O Papa Francisco destacou em seu discurso o desejo que tem de ser capaz de “garantir que a justiça, e especialmente a justiça social, possa chegar a todos”.
O Pontífice disse aos juízes presentes que sua missão “lhes pede que se consagrem ao serviço da justiça e do bem comum com o chamado constante a que os direitos das pessoas e, especialmente, dos mais vulneráveis, sejam respeitados e garantidos. Desta forma, vocês ajudam os Estados a não renunciarem a sua função mais elevada e primária: encarregar-se do bem comum de seu povo”.
Depois de encorajar a trabalhar para superar a exclusão, a segregação e a desigualdade, o Papa Francisco explicou que vivemos “um tempo de crises – de riscos, perigos e oportunidades – no qual se verifica um paradoxo: por um lado, um desenvolvimento normativo fenomenal, por outro lado, uma deterioração no gozo efetivo dos direitos consagrados mundialmente”.
“Além disso, cada vez e com mais frequência, as sociedades adotam formas anômicas de fato, especialmente em relação às leis que regulam os direitos sociais, e o fazem com diferentes argumentos: déficits orçamentários, impossibilidade de generalizar benefícios ou caráter programático em vez de operativo dos mesmos”.
O Santo Padre lamentou que atualmente “se levantem vozes, especialmente de alguns ‘doutrinários’, que tentam ‘explicar’ que os direitos sociais já são ‘velhos‘, passaram de moda, e não têm nada para contribuir com nossas sociedades. Desta forma, confirmam políticas econômicas e sociais que levam nossos povos à aceitação e justificação da desigualdade e da indignidade”.
Francisco disse também que a injustiça social foi “naturalizada e, portanto, tornou-se invisível, que só a recordamos ou reconhecemos quando ‘alguns fazem barulho nas ruas’ e são rapidamente identificados como perigosos ou irritantes, acaba silenciando uma história de postergações e esquecimentos”.
“Não há democracia com fome, nem desenvolvimento com pobreza, nem justiça na inequidade. Quantas vezes a igualdade nominal de muitas de nossas declarações e ações não faz nada além de esconder e reproduzir uma desigualdade real e subjacente e revela que está diante de uma possível ordem fictícia”, continuou.
O Santo Padre ressaltou a importância de que “as pessoas que chegam aos seus escritórios e mesas de trabalho sintam que vocês chegaram nelas antes, conhecem-nas e as compreendem em suas situações particulares, mas especialmente reconhecendo-as em sua plena cidadania e em seu potencial de serem agentes de mudança e transformação”.
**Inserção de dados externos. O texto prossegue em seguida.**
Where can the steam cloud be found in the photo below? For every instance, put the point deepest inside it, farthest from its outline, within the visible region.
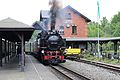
(54, 12)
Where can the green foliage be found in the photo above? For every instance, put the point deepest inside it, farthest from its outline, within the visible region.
(92, 29)
(106, 28)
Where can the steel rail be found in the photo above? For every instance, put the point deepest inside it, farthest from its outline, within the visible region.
(99, 64)
(71, 75)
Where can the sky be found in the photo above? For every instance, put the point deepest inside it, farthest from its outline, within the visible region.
(28, 11)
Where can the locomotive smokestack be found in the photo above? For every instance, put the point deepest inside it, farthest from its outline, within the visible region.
(54, 12)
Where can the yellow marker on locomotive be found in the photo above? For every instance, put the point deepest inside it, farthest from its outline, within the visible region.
(73, 53)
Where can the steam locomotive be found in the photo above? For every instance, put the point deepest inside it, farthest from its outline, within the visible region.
(50, 47)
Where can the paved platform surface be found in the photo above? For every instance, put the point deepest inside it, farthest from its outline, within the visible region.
(33, 71)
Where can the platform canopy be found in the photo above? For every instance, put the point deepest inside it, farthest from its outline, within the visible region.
(93, 39)
(11, 30)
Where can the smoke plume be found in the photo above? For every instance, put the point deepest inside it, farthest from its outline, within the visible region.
(56, 6)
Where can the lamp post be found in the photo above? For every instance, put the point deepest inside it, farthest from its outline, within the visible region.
(98, 20)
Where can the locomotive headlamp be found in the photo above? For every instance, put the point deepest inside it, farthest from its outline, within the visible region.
(42, 51)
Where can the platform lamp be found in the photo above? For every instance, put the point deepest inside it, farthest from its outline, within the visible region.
(98, 20)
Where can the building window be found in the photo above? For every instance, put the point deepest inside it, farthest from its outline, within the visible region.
(68, 16)
(61, 31)
(74, 29)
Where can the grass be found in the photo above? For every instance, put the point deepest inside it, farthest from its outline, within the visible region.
(105, 60)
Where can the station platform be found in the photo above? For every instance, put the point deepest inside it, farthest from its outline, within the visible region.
(34, 70)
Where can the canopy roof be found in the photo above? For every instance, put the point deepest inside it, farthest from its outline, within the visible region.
(11, 29)
(94, 39)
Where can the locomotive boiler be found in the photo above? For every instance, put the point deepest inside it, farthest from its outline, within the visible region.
(50, 47)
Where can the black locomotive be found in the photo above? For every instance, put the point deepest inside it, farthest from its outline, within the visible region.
(50, 47)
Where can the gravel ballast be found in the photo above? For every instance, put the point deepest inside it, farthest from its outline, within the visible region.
(91, 71)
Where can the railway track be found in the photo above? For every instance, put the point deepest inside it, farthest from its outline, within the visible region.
(68, 74)
(99, 64)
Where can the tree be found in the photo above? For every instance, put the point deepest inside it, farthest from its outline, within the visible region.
(92, 29)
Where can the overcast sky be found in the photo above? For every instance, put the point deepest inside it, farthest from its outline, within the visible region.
(28, 11)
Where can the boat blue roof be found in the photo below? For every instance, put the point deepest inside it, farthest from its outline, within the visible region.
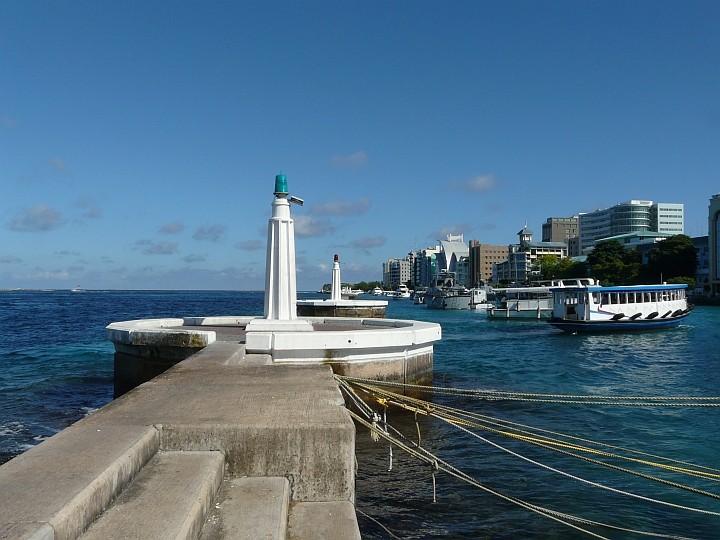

O Papa Francisco incentivou a formar os operadores jurídicos desde o início com o contato real com as realidades às quais servirão, para gerar uma “cultura do encontro”.
O Pontífice também denunciou a “lawfare” ou a chamada “guerra jurídica” que procura prejudicar um oponente ou paralisá-lo. Além de colocar a democracia em risco, disse o Papa, “geralmente é utilizada para minar os processos políticos emergentes e propender para a violação sistemática dos direitos sociais”.
“Para garantir a qualidade institucional dos Estados, é fundamental detectar e neutralizar este tipo de práticas que resultam de uma atividade judicial imprópria em combinação com operações multimidiáticas paralelas”, continuou.
O Papa Francisco alertou os juízes para a possibilidade de que, “em muitos casos, a defesa ou a priorização dos direitos sociais sobre outros tipos de interesses, os levará a enfrentar-se não apenas com um sistema injusto, mas também com um poderoso sistema de comunicação do poder, que com frequência distorcerá o alcance de suas decisões, questionará até mesmo sua honestidade e também sua probidade”.
“É uma batalha assimétrica e erosiva na qual, para vencer, é necessário manter não apenas a força, mas também a criatividade e uma elasticidade adequada. Quantas vezes os juízes e juízas enfrentam na solidão as muralhas da difamação e do opróbio! Quando não a da calúnia”, continuou.
Para concluir, o Papa Francisco disse que os juízes são “poetas sociais” quando “não têm medo de ser ‘protagonistas na transformação do sistema judicial baseado no valor, na justiça e na primazia da dignidade da pessoa humana’ sobre qualquer outro tipo de interesse ou justificação”.